With 8 percent of the Illinois vote, Gingrich finished behind Rep. Ron Paul (Tex.), who had held only one campaign event in the state this year, compared with six for Gingrich.
Gingrich has won 135 delegates of the 1,140 delegates needed to secure the nomination. That compares with 563 for Mitt Romney and 263 for Rick Santorum, according to Associated Press totals.
Gingrich campaign spokesman R.C. Hammond said the former House speaker would stay in the race all the way to the Republican convention.
“We have a strong base of donors who are still committed to stopping Mitt Romney and going to Tampa,” Hammond said.
The main super PAC backing Gingrich, Winning Our Future, reported that it had $2.3 million in the bank at the end of February but has spent just $120,000 on ads backing him since March 6, the date of the Super Tuesday contests.
The new financial documents show that Gingrich continued to raise money through February in the run-up to Super Tuesday. But he won just one contest that day, his home state of Georgia, and went on to lose two Southern states, Mississippi and Alabama, on March 13.
Gingrich’s campaign has had a rocky path. Early on, he was dogged with the revelation that he had a $500,000 line of credit at Tiffany. In June, most of Gingrich’s senior staff resigned en masse in protest of his management style.
But he surged to the top in national polls before the Iowa caucuses, only to lose there to Santorum amid heavy negative advertising by Romney and his backers. Gingrich handily won South Carolina but lost in Florida 10 days later.
To an extent, Gingrich is in a better position financially because of his considerable personal wealth. His various businesses have generated more than $100 million in revenue in the past decade, and he has reported more than $6 million in assets, with $2.5 million in income over 2010 and part of 2011.
Financial problems often propel candidates to drop out of the running, including former Minnesota governor Tim Pawlenty, who ended his GOP bid in debt. Pawlenty endorsed Romney, who went on to help his new surrogate pay down the debt. But a similar arrangement between Romney and Gingrich is unlikely, given the bitter exchanges between the two.
Gingrich’s current debt is owed to a mix of campaign vendors and staff members.

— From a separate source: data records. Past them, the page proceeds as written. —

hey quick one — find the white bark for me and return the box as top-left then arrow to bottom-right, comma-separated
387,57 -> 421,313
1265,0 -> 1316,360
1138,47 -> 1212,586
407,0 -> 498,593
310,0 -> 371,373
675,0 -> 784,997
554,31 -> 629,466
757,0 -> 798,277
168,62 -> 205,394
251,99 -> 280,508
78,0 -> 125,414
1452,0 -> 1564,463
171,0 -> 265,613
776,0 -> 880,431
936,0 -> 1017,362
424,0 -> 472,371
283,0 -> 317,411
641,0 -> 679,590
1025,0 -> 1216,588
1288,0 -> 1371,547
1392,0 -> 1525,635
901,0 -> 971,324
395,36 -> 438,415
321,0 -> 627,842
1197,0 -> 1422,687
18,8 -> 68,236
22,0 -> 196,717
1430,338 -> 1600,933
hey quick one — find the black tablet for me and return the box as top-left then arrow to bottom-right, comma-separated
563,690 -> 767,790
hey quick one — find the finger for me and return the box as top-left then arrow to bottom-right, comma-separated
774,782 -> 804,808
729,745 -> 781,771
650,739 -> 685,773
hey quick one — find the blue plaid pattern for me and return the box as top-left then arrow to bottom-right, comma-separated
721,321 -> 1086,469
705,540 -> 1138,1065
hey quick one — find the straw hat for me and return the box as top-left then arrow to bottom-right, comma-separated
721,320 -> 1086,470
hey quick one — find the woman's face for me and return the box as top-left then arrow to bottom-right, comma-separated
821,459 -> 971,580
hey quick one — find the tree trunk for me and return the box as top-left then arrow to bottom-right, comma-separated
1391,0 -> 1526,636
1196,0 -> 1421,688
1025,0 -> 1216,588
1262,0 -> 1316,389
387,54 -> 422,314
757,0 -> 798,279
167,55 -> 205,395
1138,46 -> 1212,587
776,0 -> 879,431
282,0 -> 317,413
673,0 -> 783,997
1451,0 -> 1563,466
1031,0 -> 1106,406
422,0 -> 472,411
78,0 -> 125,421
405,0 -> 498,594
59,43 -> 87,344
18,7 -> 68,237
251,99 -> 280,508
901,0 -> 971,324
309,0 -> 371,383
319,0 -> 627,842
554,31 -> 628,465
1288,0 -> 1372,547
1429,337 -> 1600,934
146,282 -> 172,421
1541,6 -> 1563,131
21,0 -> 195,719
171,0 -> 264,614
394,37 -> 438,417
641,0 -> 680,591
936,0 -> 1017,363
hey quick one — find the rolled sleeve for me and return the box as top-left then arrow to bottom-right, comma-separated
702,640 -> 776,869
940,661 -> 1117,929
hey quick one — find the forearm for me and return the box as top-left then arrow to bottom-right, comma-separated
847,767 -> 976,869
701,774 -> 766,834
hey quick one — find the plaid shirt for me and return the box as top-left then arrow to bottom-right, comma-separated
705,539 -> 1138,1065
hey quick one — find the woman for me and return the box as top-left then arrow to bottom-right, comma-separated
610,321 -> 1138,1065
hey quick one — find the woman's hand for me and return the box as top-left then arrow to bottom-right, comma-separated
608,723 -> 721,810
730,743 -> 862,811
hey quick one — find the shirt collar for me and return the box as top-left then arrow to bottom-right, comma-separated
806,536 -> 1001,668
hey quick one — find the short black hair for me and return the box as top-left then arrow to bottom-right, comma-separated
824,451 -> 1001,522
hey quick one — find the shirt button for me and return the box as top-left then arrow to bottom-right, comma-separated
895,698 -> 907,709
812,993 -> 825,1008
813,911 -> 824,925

The biggest creditor is Campaign Fundraising Experts LLC, a Mesa, Ariz., firm that is owed $122,651.
The campaign appears to be paying off some vendors while accumulating debt to others. Gingrich paid off $200,000 of a $271,000 bill to Moby Dick airways for charter jet use. But the campaign incurred a $119,000 debt to the firm of his longtime lawyer, Randy Evans.
The campaign reported $3,840 in debt to Angel de la Portilla, an Orlando political consultant who ran the campaign’s Hispanic outreach in Florida. Portilla said in an interview that he sent an invoice to the campaign for $6,000 after the Florida primary Jan. 31. He followed up with a phone call at the beginning of this month, and staffers said it would take three more weeks to get paid. After sending an e-mail Monday, he was told checks would be cut Wednesday, he said.
Originally, “they told me it would take about 30 days,” de la Portilla said. “Obviously if it drags on longer, I’ll be concerned.”
One group of people who have not been paid quickly are the staff members who resigned from the Gingrich campaign in June. Former campaign manager Dave Carney’s firm is owed $20,617 and former spokesman Rick Tyler has been owed $1,667 since June.
Tyler went on to help found the Winning Our Future super PAC, which has spent $17 million to boost Gingrich. Tyler did not return a request for comment.
A former senior staff member said Gingrich may be staying in the race for personal reasons.
“I suspect he’s having a ball,” said the staff member, who commented on the condition of anonymity to speak candidly. “Newt’s one of those guys where if he’s in the news it’s a good day, regardless of why he’s in the mix.”